DSC_0056In a city council meeting on Monday night, some councilors addressed recent allegations that they violated the state Open Meetings Act.

The discussion was initially regarding a stipulated order by Mayor Richard Berry to establish the office of and payment for an Independent Monitor. Dr. James Ginger, who currently holds the position, was tasked with overseeing reforms of the Albuquerque Police Department as ordered by the U.S Department of Justice following an investigation into the department.

Last week the Albuquerque Journal reported that a group of councilors met with Ginger individually and may have violated the Open Meetings Act. City officials and councilors have denied that there were any violations.

According to the open government law, public bodies are not allowed to meet in a “rolling quorum” or meet separately outside of regular meetings.

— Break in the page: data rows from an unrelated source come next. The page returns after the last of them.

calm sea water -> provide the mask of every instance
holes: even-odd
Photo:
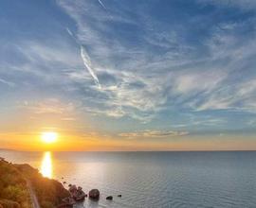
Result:
[[[254,151],[0,151],[0,156],[86,192],[100,189],[100,201],[86,199],[84,207],[256,207]],[[113,201],[105,200],[109,195]]]

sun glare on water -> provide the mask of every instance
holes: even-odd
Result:
[[[52,178],[52,159],[51,159],[51,153],[49,151],[45,152],[42,164],[41,164],[41,169],[40,172],[44,177]]]
[[[41,134],[41,139],[44,143],[51,144],[55,143],[58,138],[58,133],[56,132],[43,132]]]

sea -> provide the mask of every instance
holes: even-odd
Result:
[[[86,208],[255,208],[256,151],[24,152],[0,157],[47,178],[97,188]],[[121,198],[118,197],[121,195]],[[113,200],[106,200],[113,196]]]

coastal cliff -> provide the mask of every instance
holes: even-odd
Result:
[[[69,195],[61,182],[28,165],[0,161],[0,208],[34,208],[31,190],[41,208],[54,208]]]

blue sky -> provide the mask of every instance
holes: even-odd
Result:
[[[254,0],[0,4],[2,132],[255,137]]]

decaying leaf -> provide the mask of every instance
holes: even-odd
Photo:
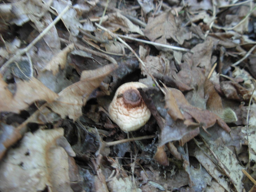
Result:
[[[237,191],[242,191],[243,185],[241,178],[242,177],[242,169],[243,168],[239,164],[235,154],[228,147],[223,145],[217,145],[213,142],[209,142],[212,150],[215,154],[219,161],[228,170],[228,177],[232,180],[231,182],[234,185]],[[206,147],[203,147],[203,148],[205,149],[205,151],[209,152]],[[207,152],[207,153],[208,155],[211,156],[210,153]],[[229,191],[228,182],[226,179],[220,177],[222,173],[216,168],[211,160],[212,159],[207,157],[201,149],[198,148],[197,148],[195,154],[196,158],[209,173],[225,189]]]
[[[175,107],[172,112],[175,113],[180,111],[178,113],[182,113],[185,120],[178,119],[174,121],[169,114],[166,116],[166,125],[161,130],[161,145],[168,142],[179,140],[181,145],[183,145],[199,133],[199,126],[206,131],[207,128],[217,123],[227,132],[230,132],[231,129],[217,115],[207,110],[191,105],[186,101],[182,93],[178,90],[169,88],[168,91],[171,92],[175,100],[173,102],[176,104],[170,103],[167,105],[167,103],[166,106],[170,109],[173,106],[177,105],[178,109]],[[177,117],[178,115],[175,114],[172,115]]]
[[[130,177],[119,178],[115,177],[112,180],[108,183],[111,192],[141,192],[142,191],[139,188],[134,186]]]
[[[1,191],[73,191],[68,155],[56,143],[64,133],[59,128],[27,133],[0,162]]]
[[[53,75],[59,71],[59,68],[63,69],[66,65],[67,55],[74,49],[74,45],[72,43],[67,46],[56,55],[53,56],[52,59],[46,65],[44,69],[45,70],[51,71]]]
[[[108,16],[108,19],[103,23],[103,25],[107,28],[113,30],[120,29],[126,33],[130,32],[144,35],[143,32],[140,29],[139,26],[133,24],[131,21],[119,13],[110,14]]]
[[[48,106],[62,118],[68,116],[75,120],[82,115],[82,107],[86,103],[90,94],[116,68],[116,65],[112,64],[94,70],[83,71],[80,81],[59,93],[59,98]]]
[[[182,45],[184,39],[190,38],[189,33],[187,33],[185,28],[179,28],[177,26],[175,18],[170,11],[164,12],[154,18],[150,17],[144,32],[151,41],[164,44],[169,44],[168,40],[172,39]]]
[[[7,148],[22,137],[19,131],[12,125],[0,124],[0,160]]]
[[[17,84],[13,95],[8,89],[8,84],[0,79],[0,111],[19,113],[37,101],[51,102],[58,97],[57,94],[50,90],[41,81],[32,77],[29,81],[23,81]]]
[[[229,99],[248,102],[251,95],[250,90],[231,81],[222,81],[220,86],[225,96]]]
[[[166,153],[164,150],[164,145],[158,146],[157,150],[155,154],[154,158],[160,165],[168,166],[169,162]]]
[[[179,106],[172,92],[169,89],[166,90],[166,107],[168,108],[168,113],[175,121],[178,119],[183,120],[184,118],[184,116],[179,109]]]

From the New Mexico Foundation for Open Government:

A quorum is generally half the members plus one, unless otherwise specified in the board’s law or regulation. The quorum doesn’t need to be in the same room to hold a meeting; they might discuss public business in a series of e-mails or phone calls, over several days. This is called a rolling quorum, and it’s illegal unless the participants follow all the requirements of the Open Meetings Act.

Councilor Ken Sanchez, who did not meet with Ginger because of a scheduling conflict, said the council often holds informal briefing meetings.

“We have been briefed for years,” Sanchez said.

He also added that he was disappointed with news media reporting that the council violated the Open Meeting Act. Still, Sanchez said he didn’t think it was appropriate to vote on the issue, as Ginger was not present for the meeting.

Councilor Dan Lewis said he met with Ginger specifically to discuss the monitor not being able to attend public meetings. Lewis, along with other councilors, expressed concern with Ginger not attending council meetings

“I also want to make clear that if Dr. Ginger continues to find scheduling conflicts, we’re going to be hearing about it some more,” Lewis said.

Lewis added that he also didn’t think the council should have considered the directive from Berry establishing the office of an Independent Monitor since the council was not able to speak with Ginger in a public forum.

City attorney Jessica Hernandez told councilors that Ginger had not refused to attend city council meetings.

“Dr. Ginger has never said he’s unwilling to come to a meeting,” Hernandez said.

She added the DOJ may have directed Ginger not to meet with the council in public.

“The real issue is the DOJ feels like as an officer of the court essentially that Dr. Ginger should interact with the city in a different way,” she told the council.

Councilor Rey Garduño said he actively chose not to meet with Ginger because he felt it was inappropriate to speak to his constituency on behalf of Ginger.

“I won’t do it. It doesn’t matter how many times I’m invited. I’m not a filter,” Garduno said.

According to the stipulated order Berry sent the council, Ginger’s contract would cost about $4.5 million.